You have yet to prove what you have stated. I have thought positively on many occassions, only to come out on the negative end. You're thinking Black & White, when there's not only Gray that needs to be accounted for, but Blue, and Red, and Turquoise, and Lavender, and plenty of other situations and mindsets.  Life is not that simple, my friend.

But I will let you think what you perceive is true and correct, because it is a very accepted and well-thought of way of thinking.  It is true on many occassions, but does not apply to other occassions. 

:bow:


----------



## Actor4hire (Dec 28, 2006)

Chimpi said:


> You have yet to prove what you have stated. I have thought positively on many occassions, only to come out on the negative end. You're thinking Black & White, when there's not only Gray that needs to be accounted for, but Blue, and Red, and Turquoise, and Lavender, and plenty of other situations and mindsets.  Life is not that simple, my friend.
> 
> But I will let you think what you perceive is true and correct, because it is a very accepted and well-thought of way of thinking.  It is true on many occassions, but does not apply to other occassions.
> 
> :bow:



Chimpi, 

You are totally able to have your feelings on the matter. I will say that a lot of times when we think we are thinking positive, we may be focusing on the lack of not getting what we want more than what it is we desire. Please check out "The Secret" It will be very beneficial...

:bow:


----------



## Timberwolf (Dec 28, 2006)

Chimpi said:


> You have yet to prove what you have stated. I have thought positively on many occassions, only to come out on the negative end. You're thinking Black & White, when there's not only Gray that needs to be accounted for, but Blue, and Red, and Turquoise, and Lavender, and plenty of other situations and mindsets.  Life is not that simple, my friend.

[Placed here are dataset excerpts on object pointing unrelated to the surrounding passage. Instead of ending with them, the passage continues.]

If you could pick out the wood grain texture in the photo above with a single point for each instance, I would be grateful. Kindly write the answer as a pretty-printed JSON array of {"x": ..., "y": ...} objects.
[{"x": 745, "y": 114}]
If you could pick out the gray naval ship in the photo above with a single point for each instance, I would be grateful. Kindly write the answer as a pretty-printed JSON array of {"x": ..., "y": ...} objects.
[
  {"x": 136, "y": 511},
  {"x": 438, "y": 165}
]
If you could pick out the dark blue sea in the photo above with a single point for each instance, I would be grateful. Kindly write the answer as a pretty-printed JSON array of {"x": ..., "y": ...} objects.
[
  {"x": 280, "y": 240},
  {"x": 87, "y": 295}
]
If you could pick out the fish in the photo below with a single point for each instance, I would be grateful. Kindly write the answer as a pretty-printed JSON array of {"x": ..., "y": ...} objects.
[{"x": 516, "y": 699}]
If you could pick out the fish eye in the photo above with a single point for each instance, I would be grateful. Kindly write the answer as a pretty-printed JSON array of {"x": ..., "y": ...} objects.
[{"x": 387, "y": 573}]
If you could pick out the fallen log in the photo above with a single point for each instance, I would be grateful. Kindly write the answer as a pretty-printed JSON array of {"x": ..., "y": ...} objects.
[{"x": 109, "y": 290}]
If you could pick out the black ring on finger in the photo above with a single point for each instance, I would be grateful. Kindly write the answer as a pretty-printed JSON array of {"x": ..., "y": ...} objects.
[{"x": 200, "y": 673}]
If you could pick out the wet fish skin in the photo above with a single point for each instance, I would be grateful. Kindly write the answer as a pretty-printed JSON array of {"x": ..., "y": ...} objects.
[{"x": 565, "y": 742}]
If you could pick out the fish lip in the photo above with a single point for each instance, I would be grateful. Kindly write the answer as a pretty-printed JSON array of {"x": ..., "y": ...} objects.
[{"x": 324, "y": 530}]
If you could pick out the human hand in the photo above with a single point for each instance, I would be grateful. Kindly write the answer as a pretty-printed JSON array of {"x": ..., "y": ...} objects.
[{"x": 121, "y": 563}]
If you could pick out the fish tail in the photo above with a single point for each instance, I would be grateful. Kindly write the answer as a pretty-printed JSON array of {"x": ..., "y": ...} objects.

Ah, this explains why my positive thinking usually doesn't work the way it should...
I seem to be living in some kind of "opposite world"...


----------



## Actor4hire (Dec 28, 2006)

Timberwolf said:


> Ah, this explains why my positive thinking usually doesn't work the way it should...
> I seem to be living in some kind of "opposite world"...



It has to become a way of life. I am not on a soap box here, because I too have to work at it everyday. Please know I am not trying to tell anbody what to do. Please think with your free will....

:bow:


----------



## Timberwolf (Dec 28, 2006)

Actor4hire said:


> It has to become a way of life. I am not on a soap box here, because I too have to work at it everyday. Please know I am not trying to tell anbody what to do. *Please think with your free will....*
> 
> :bow:


That's what I usually do...


----------



## Buffie (Dec 29, 2006)

~Ohmmm~ ~Ohmmm~ Thinking Chaco-Bar Positive Thoughts ~Ohmmm~ ~Ohmmm~


----------



## Actor4hire (Dec 29, 2006)

Yeah baby!! Tacos & Chow Mein!!! 

:bow: :bow: :bow:


----------



## Smushygirl (Dec 29, 2006)

Oh great Swami, 

I have been looking for love for a long time, trying to remain positive. Is 2007 going to be my year?:batting:


----------



## Jack Skellington (Dec 29, 2006)

In 2007 will I crush my enemies, see them driven before me and hear the lamentation of the women?


----------



## Actor4hire (Dec 29, 2006)

Smushygirl said:


> Oh great Swami,
> 
> I have been looking for love for a long time, trying to remain positive. Is 2007 going to be my year?:batting:



Smushy,

Stop your long search! In 2007, focus on attracting love & the right mate into your life, rather than looking. Take time everyday to right down all the things you want in this person. Do not write down anything that you dont want. Only focus on positive things. If something comes to you during the day, right it down. Keep a master list of these things & look at them everyday before you leave your home. If you can do this, 2007 will bring you your true love. See it, believe it, become it....

:bow:


----------



## Actor4hire (Dec 29, 2006)

Jack Skellington said:


> In 2007 will I crush my enemies, see them driven before me and hear the lamentation of the women?



That would be no... 

:bow: :doh: :bow:


----------



## LillyBBBW (Dec 29, 2006)

I'm contemplating a career change but I'm not sure where or how to go about it. Do you see any new beginnings for me in 2007?


----------



## Actor4hire (Dec 29, 2006)

LillyBBBW said:


> I'm contemplating a career change but I'm not sure where or how to go about it. Do you see any new beginnings for me in 2007?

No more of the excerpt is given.